Le maître d’école se trouvait avec sa dame sur sa porte ; elle me connaissait ; me voyant enchaîné, elle se trouva presque mal, à ce point que son mari lui fit respirer du vinaigre ; il passa avec les gendarmes, dans la pièce à côté, et deux minutes après, on m’ôtait les menottes en me disant de ne plus recommencer. J’étais tellement assommé de ce qui m’arrivait, que je ne prononçai pas un mot pour me justifier.

C’est seulement après le départ des gendarmes que je pus raconter au maître d’école ce qui c’était passé ; à cet homme qui me parlait avec bonté, je racontai en détail les scènes qui se passaient chez nous.

Pour un rien, mon frère nous battait, le cadet et moi, avec le poing, le fouet ou le bâton ; quelquefois le sang coulait dans la maison ; à la moindre protestation de ma mère, il menaçait de partir ; quand ma grand’mère me défendait, il lui disait généralement ces mots :

« Taisez-vous, vieille charogne, vous êtes bons à être encrotés tous les deux dans un trou. »

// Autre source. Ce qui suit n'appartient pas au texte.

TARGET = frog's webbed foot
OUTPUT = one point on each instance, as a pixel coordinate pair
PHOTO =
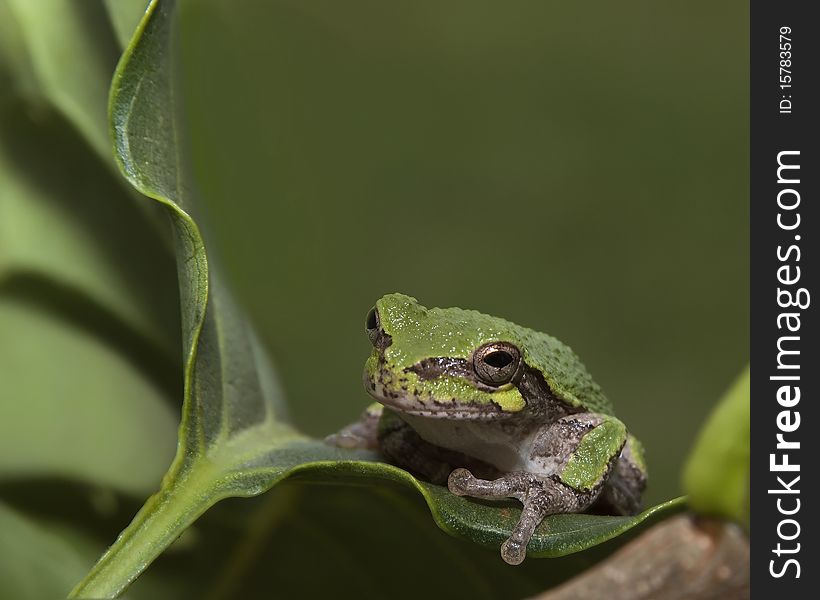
(541, 496)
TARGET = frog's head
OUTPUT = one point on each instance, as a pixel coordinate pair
(443, 362)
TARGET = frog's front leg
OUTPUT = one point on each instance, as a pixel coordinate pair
(568, 466)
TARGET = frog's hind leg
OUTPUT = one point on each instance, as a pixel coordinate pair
(622, 493)
(571, 461)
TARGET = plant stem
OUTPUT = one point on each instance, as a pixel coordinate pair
(163, 518)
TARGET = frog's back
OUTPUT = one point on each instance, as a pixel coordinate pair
(563, 371)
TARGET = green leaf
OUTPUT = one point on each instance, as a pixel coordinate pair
(85, 413)
(72, 56)
(35, 562)
(125, 15)
(716, 476)
(67, 226)
(233, 440)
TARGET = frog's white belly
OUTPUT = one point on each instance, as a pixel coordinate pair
(507, 449)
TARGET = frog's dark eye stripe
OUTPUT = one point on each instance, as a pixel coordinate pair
(497, 363)
(372, 325)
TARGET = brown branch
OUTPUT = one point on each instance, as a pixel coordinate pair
(680, 558)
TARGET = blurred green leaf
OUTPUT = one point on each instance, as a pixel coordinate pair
(35, 562)
(83, 413)
(233, 439)
(72, 56)
(716, 476)
(66, 225)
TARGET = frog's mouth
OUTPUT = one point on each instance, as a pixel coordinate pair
(402, 391)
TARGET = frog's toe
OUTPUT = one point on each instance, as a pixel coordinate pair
(513, 552)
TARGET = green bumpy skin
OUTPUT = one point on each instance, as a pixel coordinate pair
(417, 334)
(591, 459)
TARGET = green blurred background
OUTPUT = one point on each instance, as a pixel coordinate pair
(578, 168)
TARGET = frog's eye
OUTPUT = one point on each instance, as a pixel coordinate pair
(372, 325)
(497, 363)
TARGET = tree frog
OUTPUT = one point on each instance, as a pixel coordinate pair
(494, 410)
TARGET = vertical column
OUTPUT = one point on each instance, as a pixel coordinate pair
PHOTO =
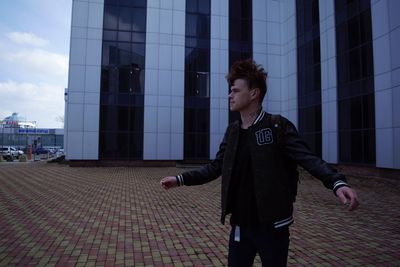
(385, 36)
(219, 68)
(82, 126)
(288, 38)
(328, 82)
(164, 93)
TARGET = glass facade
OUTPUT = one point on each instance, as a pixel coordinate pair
(355, 81)
(309, 73)
(122, 80)
(240, 36)
(197, 81)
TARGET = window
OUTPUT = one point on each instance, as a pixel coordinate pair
(356, 108)
(309, 74)
(122, 80)
(197, 82)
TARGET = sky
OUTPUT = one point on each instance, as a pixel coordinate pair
(34, 58)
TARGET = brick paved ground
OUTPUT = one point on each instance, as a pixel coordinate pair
(54, 215)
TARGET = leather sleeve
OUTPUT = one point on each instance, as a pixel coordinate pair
(210, 171)
(298, 151)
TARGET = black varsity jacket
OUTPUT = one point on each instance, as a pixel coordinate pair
(276, 150)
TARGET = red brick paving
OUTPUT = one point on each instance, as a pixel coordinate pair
(54, 215)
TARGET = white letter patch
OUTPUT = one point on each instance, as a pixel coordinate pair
(264, 136)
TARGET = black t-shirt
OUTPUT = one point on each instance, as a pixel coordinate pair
(242, 200)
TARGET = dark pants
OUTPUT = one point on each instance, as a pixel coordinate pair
(271, 244)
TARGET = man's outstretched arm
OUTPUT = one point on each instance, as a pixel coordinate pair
(169, 182)
(348, 197)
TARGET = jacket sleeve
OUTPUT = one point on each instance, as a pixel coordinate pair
(298, 150)
(208, 172)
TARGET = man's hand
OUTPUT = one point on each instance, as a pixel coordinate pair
(346, 194)
(169, 182)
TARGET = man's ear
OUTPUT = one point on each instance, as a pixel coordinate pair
(255, 92)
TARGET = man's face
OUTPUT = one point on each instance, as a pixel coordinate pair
(240, 95)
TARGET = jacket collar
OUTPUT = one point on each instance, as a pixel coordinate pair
(260, 116)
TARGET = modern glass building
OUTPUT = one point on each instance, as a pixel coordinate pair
(147, 78)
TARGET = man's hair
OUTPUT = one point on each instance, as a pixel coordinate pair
(249, 70)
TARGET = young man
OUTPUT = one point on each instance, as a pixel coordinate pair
(258, 160)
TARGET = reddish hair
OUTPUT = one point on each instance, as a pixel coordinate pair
(253, 73)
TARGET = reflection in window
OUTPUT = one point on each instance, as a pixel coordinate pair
(309, 74)
(122, 80)
(240, 37)
(356, 108)
(197, 81)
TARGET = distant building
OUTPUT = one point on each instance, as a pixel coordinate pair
(17, 132)
(147, 78)
(15, 121)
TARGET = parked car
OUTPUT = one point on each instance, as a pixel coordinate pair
(40, 150)
(9, 153)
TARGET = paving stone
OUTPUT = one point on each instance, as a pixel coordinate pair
(54, 215)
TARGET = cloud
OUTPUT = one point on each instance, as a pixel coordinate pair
(38, 61)
(40, 102)
(26, 38)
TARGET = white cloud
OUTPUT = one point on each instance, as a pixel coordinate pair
(27, 38)
(36, 102)
(38, 61)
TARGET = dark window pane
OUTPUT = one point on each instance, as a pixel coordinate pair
(111, 17)
(191, 6)
(110, 35)
(139, 19)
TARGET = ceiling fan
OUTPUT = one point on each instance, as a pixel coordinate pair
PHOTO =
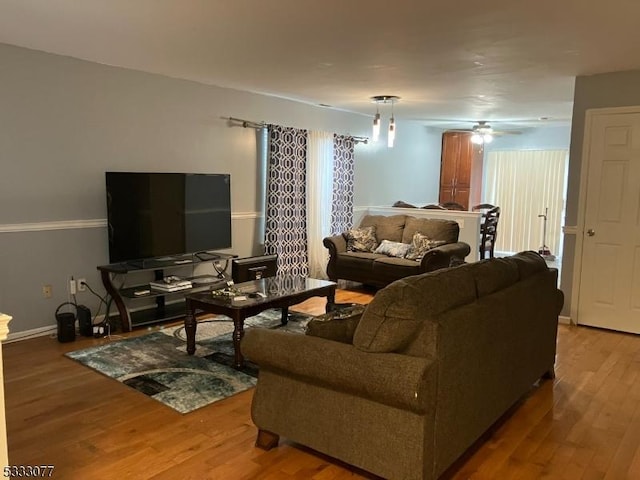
(483, 133)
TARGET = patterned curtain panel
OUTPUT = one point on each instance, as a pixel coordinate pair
(286, 209)
(343, 160)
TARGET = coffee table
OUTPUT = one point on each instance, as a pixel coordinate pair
(281, 291)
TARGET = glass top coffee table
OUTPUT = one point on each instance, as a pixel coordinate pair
(250, 298)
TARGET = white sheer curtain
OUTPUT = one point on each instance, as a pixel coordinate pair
(319, 199)
(523, 184)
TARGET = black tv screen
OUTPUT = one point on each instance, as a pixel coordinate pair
(164, 214)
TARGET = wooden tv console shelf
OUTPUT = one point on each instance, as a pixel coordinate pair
(125, 296)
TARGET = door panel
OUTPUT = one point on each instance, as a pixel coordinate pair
(610, 276)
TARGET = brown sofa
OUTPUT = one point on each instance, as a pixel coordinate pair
(378, 269)
(431, 364)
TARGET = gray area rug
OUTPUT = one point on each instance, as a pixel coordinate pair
(157, 364)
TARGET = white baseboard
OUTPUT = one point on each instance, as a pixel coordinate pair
(39, 332)
(36, 332)
(565, 320)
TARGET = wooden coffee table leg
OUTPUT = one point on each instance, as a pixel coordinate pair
(331, 300)
(190, 325)
(238, 333)
(267, 440)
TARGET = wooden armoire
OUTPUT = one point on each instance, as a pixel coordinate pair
(460, 170)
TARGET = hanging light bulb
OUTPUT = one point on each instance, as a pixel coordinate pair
(384, 99)
(392, 129)
(376, 126)
(392, 132)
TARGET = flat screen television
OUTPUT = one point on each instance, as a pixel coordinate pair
(253, 268)
(166, 214)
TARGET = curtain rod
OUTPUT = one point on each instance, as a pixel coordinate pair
(252, 124)
(246, 123)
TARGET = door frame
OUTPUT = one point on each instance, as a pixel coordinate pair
(590, 116)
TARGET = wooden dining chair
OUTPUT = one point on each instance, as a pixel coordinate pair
(488, 228)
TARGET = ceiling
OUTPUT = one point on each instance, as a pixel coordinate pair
(452, 62)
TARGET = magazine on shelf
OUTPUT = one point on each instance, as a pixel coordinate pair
(170, 284)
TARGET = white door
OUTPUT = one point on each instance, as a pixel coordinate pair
(610, 277)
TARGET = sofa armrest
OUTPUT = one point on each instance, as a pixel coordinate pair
(401, 381)
(442, 256)
(336, 244)
(333, 326)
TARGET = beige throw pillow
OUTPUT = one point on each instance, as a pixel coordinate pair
(362, 239)
(421, 244)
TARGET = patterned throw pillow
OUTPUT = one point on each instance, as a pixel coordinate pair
(421, 244)
(362, 239)
(393, 249)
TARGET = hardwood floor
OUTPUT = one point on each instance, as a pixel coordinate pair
(585, 424)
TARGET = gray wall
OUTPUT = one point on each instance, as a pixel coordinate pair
(618, 89)
(64, 122)
(410, 172)
(543, 138)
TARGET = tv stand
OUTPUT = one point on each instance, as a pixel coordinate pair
(165, 305)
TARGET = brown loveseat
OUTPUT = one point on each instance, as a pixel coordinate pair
(378, 269)
(432, 363)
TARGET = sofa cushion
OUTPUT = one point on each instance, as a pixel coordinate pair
(387, 227)
(435, 228)
(392, 268)
(362, 239)
(421, 244)
(395, 315)
(493, 274)
(393, 249)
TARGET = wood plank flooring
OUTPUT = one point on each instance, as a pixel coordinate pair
(585, 424)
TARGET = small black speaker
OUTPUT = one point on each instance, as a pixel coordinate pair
(66, 324)
(85, 325)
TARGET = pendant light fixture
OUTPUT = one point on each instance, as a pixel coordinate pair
(376, 125)
(391, 136)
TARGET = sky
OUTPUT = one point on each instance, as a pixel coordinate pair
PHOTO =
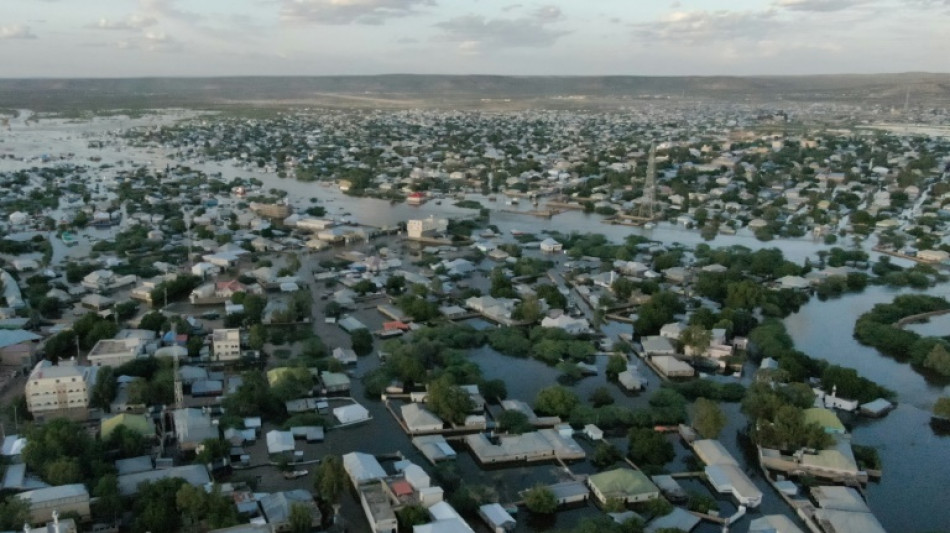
(139, 38)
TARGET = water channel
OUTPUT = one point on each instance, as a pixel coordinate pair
(915, 459)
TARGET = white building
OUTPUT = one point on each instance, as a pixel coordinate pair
(226, 344)
(116, 352)
(59, 389)
(418, 229)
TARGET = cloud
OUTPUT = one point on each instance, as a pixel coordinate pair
(706, 27)
(348, 11)
(819, 5)
(16, 31)
(475, 32)
(132, 22)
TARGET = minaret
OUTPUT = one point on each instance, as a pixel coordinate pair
(649, 186)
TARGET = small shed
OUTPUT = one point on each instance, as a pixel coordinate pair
(497, 518)
(280, 442)
(351, 413)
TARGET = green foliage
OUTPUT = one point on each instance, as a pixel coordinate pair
(362, 341)
(708, 418)
(514, 422)
(660, 309)
(648, 447)
(14, 512)
(556, 401)
(105, 388)
(941, 408)
(62, 452)
(330, 480)
(605, 455)
(449, 401)
(539, 499)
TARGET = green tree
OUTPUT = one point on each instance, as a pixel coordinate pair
(615, 365)
(648, 447)
(330, 479)
(708, 418)
(942, 407)
(104, 390)
(556, 401)
(938, 360)
(300, 519)
(448, 400)
(362, 341)
(539, 499)
(14, 512)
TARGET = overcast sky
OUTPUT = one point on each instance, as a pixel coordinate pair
(126, 38)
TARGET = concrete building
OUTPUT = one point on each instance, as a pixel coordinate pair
(63, 389)
(116, 352)
(426, 227)
(63, 499)
(226, 344)
(623, 484)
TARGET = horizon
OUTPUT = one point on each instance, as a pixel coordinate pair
(477, 75)
(121, 39)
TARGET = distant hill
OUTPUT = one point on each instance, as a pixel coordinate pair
(401, 90)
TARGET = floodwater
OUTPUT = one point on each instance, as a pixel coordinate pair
(915, 459)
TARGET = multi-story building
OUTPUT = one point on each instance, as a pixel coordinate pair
(62, 389)
(226, 344)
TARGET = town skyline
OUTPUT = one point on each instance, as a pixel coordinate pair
(169, 38)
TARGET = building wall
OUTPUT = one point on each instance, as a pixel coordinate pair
(54, 394)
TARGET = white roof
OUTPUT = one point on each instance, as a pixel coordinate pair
(495, 515)
(280, 441)
(350, 413)
(362, 467)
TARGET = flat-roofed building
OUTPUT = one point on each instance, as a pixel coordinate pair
(226, 344)
(62, 389)
(116, 352)
(64, 499)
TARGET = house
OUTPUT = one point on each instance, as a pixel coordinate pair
(362, 468)
(349, 414)
(426, 228)
(192, 427)
(574, 326)
(116, 352)
(374, 499)
(672, 367)
(194, 475)
(279, 442)
(418, 419)
(624, 484)
(17, 347)
(551, 246)
(657, 345)
(63, 389)
(63, 499)
(497, 518)
(842, 510)
(724, 473)
(226, 344)
(277, 508)
(139, 424)
(345, 356)
(631, 380)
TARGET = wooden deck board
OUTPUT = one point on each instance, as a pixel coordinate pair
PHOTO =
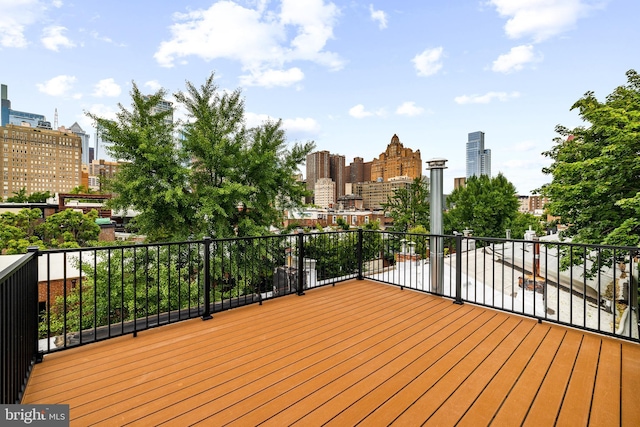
(357, 352)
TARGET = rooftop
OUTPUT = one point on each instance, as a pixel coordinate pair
(357, 352)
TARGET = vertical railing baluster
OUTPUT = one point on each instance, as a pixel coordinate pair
(300, 262)
(360, 261)
(206, 315)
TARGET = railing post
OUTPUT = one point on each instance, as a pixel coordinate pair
(36, 253)
(359, 251)
(300, 285)
(207, 279)
(458, 296)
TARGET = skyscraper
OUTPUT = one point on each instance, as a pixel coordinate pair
(15, 117)
(323, 164)
(84, 137)
(478, 159)
(396, 161)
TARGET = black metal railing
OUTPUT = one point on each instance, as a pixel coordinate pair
(591, 287)
(92, 294)
(18, 326)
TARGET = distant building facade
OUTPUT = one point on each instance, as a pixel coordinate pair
(99, 170)
(323, 164)
(396, 161)
(84, 137)
(375, 194)
(459, 182)
(478, 158)
(324, 193)
(39, 160)
(359, 170)
(313, 217)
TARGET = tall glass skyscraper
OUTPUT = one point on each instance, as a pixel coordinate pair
(478, 159)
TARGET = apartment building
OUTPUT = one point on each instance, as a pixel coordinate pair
(39, 159)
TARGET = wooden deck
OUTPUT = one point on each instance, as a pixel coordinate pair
(359, 352)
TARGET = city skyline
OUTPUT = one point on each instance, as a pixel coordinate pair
(344, 74)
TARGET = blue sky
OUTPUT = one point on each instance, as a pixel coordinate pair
(345, 74)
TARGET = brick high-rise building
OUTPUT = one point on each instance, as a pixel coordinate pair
(38, 159)
(396, 161)
(375, 194)
(318, 166)
(337, 174)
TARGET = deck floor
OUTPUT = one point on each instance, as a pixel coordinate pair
(359, 352)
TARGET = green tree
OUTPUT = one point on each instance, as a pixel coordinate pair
(242, 179)
(152, 177)
(409, 207)
(150, 281)
(521, 223)
(222, 179)
(595, 186)
(485, 205)
(18, 197)
(70, 229)
(81, 189)
(39, 197)
(18, 231)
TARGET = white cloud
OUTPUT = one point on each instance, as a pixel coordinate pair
(359, 112)
(541, 19)
(57, 86)
(301, 125)
(524, 146)
(410, 109)
(154, 85)
(516, 59)
(53, 38)
(428, 62)
(486, 98)
(107, 88)
(15, 16)
(271, 78)
(263, 41)
(378, 16)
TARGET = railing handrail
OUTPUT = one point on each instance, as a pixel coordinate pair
(214, 274)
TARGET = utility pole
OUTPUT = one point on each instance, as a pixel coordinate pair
(436, 243)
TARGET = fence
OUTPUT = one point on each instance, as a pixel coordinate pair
(18, 326)
(91, 294)
(590, 287)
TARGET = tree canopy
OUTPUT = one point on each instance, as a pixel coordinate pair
(595, 186)
(36, 197)
(486, 205)
(66, 229)
(409, 207)
(218, 178)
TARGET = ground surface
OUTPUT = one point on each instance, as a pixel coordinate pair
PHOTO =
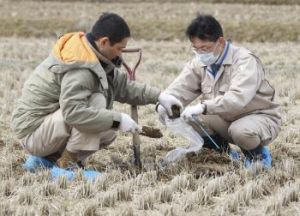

Le maître d’école m’offrit à manger et à boire ; je le remerciai ; il me dit qu’il parlerait à mon frère et m’engagea à partir au plus tôt de la maison ; à me bien conduire pour faire honneur à mon père. Il me serra affectueusement la main. Je ne puis te dire la joie que me fit cette poignée de main ; on me plaignait donc ? on m’estimait donc ? j’étais comme transporté ; j’allais rentrer à la maison et partir tout de suite, sans autre chose qu’un regard de mépris pour mon frère, si je le voyais ; mais sitôt hors du village, une colère, un sentiment de haine me prirent à ce point que je ramassai une grosse pierre, avec l’idée de le tuer si je le rencontrais. Vois un peu à quoi tiennent les destinées ; quelquefois, l’occasion se présentant, je pouvais commettre un crime horrible.